On April 9, Rocketship Comics in Brooklyn, New York will host about a dozen Swedish cartoonists, plus the Top Shelf crew, and that weekend they’ll all be appearing at the MoCCA Arts Festival (along with non-Swedish cartoonists Nate Powell, James Kochalka and Alex Robinson).
Later in the month, on April 17, Mats Jonsson, Kolbeinn Karlsson, Simon Gardenfors and company will be at Double Door in Chicago for a party (at which Gardenfors, a “well-known Swedish rapper”—four words I don’t hear grouped together in that particular order often enough—will also perform). That weekend, April 16-18, they’ll also be appearing at the Chicago Comic and Entertainment Expo.
Of course, that probably doesn’t matter all that much to you if you don’t live in NYC or Chicago, or aren’t going to visit either town on those particular weekends. What does matter wherever you are and are interested in comics is what Top Shelf is publishing.
The books that are part of their “Swedish Invasion” initiative are…
—Hey Princess by Mats Jonsson, a $15, 470-page autobiographical graphic novel about moving to and trying to make it in the big city.
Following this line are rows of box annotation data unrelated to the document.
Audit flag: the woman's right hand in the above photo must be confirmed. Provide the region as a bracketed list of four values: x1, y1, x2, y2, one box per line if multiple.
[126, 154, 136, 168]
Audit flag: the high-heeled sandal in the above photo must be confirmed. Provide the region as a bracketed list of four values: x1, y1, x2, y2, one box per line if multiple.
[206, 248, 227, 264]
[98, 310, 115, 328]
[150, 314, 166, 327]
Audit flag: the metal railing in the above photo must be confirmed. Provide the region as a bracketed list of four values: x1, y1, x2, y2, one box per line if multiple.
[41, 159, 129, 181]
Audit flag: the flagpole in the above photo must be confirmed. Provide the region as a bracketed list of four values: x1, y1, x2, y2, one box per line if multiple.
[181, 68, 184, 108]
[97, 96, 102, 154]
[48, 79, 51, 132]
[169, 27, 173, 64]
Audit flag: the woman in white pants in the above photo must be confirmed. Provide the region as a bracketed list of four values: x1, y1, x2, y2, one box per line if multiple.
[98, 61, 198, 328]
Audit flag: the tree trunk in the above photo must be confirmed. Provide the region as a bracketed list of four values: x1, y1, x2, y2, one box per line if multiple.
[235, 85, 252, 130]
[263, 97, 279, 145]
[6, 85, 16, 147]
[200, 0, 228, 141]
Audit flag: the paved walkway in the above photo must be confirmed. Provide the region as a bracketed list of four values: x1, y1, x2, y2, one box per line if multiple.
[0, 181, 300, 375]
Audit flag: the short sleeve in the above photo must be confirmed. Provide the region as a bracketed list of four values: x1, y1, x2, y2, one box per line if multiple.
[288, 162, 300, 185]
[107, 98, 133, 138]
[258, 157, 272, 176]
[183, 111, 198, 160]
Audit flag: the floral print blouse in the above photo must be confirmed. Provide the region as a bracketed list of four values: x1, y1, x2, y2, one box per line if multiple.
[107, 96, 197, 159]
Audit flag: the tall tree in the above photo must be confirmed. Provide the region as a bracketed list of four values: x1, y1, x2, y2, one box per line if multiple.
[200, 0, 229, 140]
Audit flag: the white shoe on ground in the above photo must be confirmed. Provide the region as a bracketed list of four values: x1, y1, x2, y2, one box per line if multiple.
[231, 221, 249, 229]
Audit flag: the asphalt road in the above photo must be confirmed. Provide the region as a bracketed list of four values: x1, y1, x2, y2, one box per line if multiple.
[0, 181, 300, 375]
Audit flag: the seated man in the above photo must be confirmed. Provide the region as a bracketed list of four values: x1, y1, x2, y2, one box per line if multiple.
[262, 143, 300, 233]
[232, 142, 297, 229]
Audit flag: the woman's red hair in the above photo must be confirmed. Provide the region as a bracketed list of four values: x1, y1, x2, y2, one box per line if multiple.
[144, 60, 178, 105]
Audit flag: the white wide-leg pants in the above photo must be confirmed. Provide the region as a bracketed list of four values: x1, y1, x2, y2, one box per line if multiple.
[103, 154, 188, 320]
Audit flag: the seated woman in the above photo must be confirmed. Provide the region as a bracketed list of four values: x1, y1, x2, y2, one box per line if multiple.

—120 Days of Simon by Simon Gardenfors, a $15, 415-page original graphic novel that resulted from the artist’s challenge to himself to spend 120 days away from home, with the stipulation that he couldn’t spend more than two nights in the same place. Epic adventures ensue.
—The Troll King by Kolbeinn Karlsson, a $15, 160-page, full-color fantasy graphic novel that sounds awesome: “A dwarf falls into a river and is taken to a place beyond space and time. A carrot takes a bath and finds itself transforming…Welcome to the surreal world of The Troll King.” I never knew how badly I wanted to read about a bathing carrot that finds itself transforming until just this moment!
—Second Thoughts by Niklas Asker, a $10, 90-page graphic novel about two artists who meet one another and share a moment in a London airport.
—From the Shadow of the Northern Lights Vols. 1 and 2 by Galago, a pair of 200-page anthology collections of comics from Swedish magazine Galago, featuring, Top Shelf says, the work of the finest comics artists Sweden has to offer. My ignorance of Swedish comics art means I have to take their word for it.
—Swedish Comics History by Fredrick Stromberg, a $20, 125-page, nine-by-nine-inch softcover book devoted to the, um, history of Swedish comics, from ancient picture stories the Vikings etched in stone to the comics of today. Well not today-today, but the day Stromberg submitted the book to the publisher, I imagine.